Anytime a body is moved through a liquid, such as air, drag is produced. Drag acts parallel to, and in the same direction as, the relative wind. There are 2 types of drag. Parasite drag and induced drag. The plane wings, fuselage, landing gear, etc. cause parasite drag. When pitching, the ball surface causes parasite drag. Induced drag results from lift being produced.

Weight

Gravity always acts “downward”, toward the center of the earth. If a plane engine fails, the plane comes down. When pitching, the quick forward rotation of the ball (drop) will cause the ball to come down.

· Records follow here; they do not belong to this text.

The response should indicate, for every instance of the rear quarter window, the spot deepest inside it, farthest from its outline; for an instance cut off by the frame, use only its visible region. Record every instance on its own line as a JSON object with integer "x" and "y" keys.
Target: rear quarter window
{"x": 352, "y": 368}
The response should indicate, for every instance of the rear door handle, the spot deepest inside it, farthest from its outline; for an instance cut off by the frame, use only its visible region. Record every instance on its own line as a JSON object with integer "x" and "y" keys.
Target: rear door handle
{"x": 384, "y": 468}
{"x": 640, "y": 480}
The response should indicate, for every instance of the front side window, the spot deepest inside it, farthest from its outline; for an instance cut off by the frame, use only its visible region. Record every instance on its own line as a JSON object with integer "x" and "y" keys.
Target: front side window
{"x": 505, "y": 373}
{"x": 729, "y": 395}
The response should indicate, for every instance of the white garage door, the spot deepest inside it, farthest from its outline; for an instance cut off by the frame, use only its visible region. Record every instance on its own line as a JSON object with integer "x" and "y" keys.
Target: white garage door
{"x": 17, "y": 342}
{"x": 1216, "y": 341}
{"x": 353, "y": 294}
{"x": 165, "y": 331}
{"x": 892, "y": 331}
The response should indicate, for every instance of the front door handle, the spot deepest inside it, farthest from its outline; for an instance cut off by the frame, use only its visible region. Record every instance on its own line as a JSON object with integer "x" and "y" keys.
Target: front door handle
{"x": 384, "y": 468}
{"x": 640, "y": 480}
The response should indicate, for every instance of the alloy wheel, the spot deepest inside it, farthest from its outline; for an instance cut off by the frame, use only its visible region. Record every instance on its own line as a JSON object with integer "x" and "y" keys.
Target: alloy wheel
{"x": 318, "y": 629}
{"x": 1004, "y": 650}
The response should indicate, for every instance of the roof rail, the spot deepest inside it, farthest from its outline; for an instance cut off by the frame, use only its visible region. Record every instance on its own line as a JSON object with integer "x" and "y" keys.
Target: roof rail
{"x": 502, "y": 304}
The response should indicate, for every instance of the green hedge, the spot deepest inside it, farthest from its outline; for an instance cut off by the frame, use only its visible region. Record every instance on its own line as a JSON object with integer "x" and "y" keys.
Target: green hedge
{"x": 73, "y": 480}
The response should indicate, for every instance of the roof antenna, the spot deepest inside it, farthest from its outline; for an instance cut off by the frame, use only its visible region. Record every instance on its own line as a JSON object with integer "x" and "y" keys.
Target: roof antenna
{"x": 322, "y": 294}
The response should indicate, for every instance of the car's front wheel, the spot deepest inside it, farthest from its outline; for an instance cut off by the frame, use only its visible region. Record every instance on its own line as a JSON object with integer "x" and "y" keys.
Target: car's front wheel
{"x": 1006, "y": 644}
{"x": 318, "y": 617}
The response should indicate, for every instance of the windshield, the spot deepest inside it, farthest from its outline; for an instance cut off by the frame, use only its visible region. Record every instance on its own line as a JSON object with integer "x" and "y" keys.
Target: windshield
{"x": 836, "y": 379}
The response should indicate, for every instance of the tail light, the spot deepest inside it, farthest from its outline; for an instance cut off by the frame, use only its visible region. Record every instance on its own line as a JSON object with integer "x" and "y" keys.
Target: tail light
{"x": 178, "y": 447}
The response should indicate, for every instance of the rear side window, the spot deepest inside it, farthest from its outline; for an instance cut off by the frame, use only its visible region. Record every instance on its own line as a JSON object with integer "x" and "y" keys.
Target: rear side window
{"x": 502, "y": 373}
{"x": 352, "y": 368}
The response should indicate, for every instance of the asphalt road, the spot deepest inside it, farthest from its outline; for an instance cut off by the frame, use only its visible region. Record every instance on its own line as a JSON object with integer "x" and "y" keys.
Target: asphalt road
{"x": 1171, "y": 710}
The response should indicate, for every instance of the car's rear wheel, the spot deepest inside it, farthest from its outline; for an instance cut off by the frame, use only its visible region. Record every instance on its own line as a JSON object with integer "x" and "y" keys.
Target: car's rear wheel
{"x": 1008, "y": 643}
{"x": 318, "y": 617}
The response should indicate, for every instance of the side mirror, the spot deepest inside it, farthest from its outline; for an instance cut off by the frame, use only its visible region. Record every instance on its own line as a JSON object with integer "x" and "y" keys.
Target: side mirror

Now that we understand the four forces we can realize why wrist snap is so important. If a pitcher wants good movement on a particular pitch she must create as much rotation in that direction as possible. The faster the rotation, the more movement. To accomplish this rotation the pitchers grip is all important. Each pitcher may find a grip that works for her, but be assured, each pitcher is using the seams as a snap-off point. Some pitchers prefer a 4 seam rotation while others prefer a 2 seam rotation. I believe the more seams the more “lift”.

The “thrust” of course is relevant to the speed the pitcher can throw the ball (m.p.h.). Arm whip and trunk rotation (the closing force) are the important factors here. The push-off is very important, however after many years of studying pitching I believe resistance (throwing against the stride leg), will create more “thrust”. When we combine “thrust and lift” to its maximum, we now have a ball that moves. (Rise, Drop, Inshoot, Outshoot).

Generally speaking, a pitcher that has trained properly for strength, agility, and endurance will be more successful than the pitcher who has not. This is where “drag and weight” come into play. In the late innings drag and weight cause the less conditioned pitcher to fatigue resulting in less movement and slower ball speed. This of course allows the ball to be hit more easily.

Fastpitch will always be a disease for me, but my favorite saying is: WILL FLY ANYTIME – WITH OR WITHOUT A PLANE!